|
|
|
|
|
by alankay1
3191 days ago
|
|
"More or less" ... I can see that it's hard after decades of "data-centric" perspectives to think in terms of "computers" rather than "data", and about semantics rather than pragmatics. It's not "data contains procedures" but that objects are (a) semantically computers, and are impervious to attack from the outside (a computer has to let an attack happen via its own internal programming), and (b) what's inside can be anything that is able to deal with messages in a reasonable way. In Smalltalk, these are more objects (there are only objects in Smalltalk). The way the internals of typical Smalltalk objects are organized could be done better (we used several schemes, but all of them had variables and methods (which were also objects). So "2" is not "data" in Smalltalk (unfortunately, it is in Java, etc.) We had planned that the interior of objects should be an "address space of objects" because this is a better and more recursive way to do modularization, and to allow a different inter-viewing scheme (we eventually did some of this for the Etoys system for children about 20 years ago). But the physical computers at Parc were tiny, and the code we could run was tiny (the whole system in the Ted Nelson demo video was a little over 10,000 lines of code for everything). So we stayed with our top priority: to make a real and highly interactive system that was very comprehensive about what it and the user could do together. |
|
My starting point was to use a very interesting concept, when I encountered it, in SICP, where it discussed using procedures to emulate data, and everything that can be done with it. It seemed to help explain for the first time what "code is data" meant. It illustrated the inversion I was talking about:
https://tekkie.wordpress.com/2010/07/05/sicp-what-is-meant-b...

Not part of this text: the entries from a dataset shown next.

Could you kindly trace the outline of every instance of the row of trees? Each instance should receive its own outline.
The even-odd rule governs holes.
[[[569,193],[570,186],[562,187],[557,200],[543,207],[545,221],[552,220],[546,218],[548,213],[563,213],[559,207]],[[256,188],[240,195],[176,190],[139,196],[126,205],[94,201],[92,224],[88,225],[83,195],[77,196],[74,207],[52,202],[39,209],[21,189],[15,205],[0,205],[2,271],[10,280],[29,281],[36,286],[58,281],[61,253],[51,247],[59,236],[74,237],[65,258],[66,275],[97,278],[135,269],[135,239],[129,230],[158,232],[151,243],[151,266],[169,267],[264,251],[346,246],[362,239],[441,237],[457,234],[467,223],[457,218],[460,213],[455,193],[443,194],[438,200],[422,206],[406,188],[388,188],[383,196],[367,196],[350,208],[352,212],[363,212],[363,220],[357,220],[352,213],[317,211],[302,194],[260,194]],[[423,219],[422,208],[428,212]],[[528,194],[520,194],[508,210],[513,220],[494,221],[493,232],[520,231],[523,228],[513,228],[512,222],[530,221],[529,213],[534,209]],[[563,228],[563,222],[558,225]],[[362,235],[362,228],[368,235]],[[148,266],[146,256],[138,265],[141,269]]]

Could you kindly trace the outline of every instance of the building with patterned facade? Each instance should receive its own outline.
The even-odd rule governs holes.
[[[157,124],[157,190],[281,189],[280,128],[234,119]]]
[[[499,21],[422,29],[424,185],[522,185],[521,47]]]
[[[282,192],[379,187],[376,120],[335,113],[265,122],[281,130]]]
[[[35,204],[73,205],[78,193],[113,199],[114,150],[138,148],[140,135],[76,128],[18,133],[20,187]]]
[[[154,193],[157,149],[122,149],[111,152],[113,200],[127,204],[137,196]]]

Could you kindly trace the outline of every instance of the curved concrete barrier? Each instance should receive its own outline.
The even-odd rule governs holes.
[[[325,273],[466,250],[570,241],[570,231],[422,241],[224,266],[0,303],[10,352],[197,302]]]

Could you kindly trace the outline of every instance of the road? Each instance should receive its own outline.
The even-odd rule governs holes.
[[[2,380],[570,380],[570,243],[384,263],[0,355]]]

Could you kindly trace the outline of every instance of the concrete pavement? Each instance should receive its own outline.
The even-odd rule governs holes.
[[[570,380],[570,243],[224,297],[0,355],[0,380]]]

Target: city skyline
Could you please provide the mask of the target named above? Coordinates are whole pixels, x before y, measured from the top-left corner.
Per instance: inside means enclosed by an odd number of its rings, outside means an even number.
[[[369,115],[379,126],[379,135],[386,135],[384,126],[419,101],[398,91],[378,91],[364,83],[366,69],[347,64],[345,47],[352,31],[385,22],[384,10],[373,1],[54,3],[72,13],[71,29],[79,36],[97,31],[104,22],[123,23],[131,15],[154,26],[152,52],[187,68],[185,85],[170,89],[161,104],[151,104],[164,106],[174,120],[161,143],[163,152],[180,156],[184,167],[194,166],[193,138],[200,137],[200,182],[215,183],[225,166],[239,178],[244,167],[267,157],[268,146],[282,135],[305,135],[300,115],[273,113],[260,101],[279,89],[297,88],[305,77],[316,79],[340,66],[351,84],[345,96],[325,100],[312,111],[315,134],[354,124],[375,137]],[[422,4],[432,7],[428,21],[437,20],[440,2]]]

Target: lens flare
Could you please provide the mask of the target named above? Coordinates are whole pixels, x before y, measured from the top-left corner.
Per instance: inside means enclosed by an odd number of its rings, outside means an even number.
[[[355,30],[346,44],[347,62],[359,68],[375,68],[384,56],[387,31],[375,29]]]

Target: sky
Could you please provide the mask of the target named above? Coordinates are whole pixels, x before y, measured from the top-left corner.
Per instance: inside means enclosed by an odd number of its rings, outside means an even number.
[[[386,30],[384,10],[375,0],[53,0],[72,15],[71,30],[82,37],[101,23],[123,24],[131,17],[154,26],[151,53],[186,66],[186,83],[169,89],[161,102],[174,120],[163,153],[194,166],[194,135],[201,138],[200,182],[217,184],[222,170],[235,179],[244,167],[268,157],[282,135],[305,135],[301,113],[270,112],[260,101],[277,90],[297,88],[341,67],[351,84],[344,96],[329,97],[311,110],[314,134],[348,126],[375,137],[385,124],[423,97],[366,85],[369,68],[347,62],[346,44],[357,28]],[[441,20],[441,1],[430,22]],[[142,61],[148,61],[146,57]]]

"In 2.1.3 it questions our notion of “data”, though it starts from a higher level than most people would. It asserts that data can be thought of as this constructor and set of selectors, so long as a governing principle is applied which says a relationship must exist between the selectors such that the abstraction operates the same way as the actual concept would." It went on to illustrate how in Lisp/Scheme you could use functions to emulate operations like "cons", "car", and "cdr", completely in procedural space, without using data structures at all.
This is what I illustrate with "2 + 2", and such, that code is doing everything in this operation, in OOP. It's not a procedure applied to two operands, even though that's how it looks on the surface.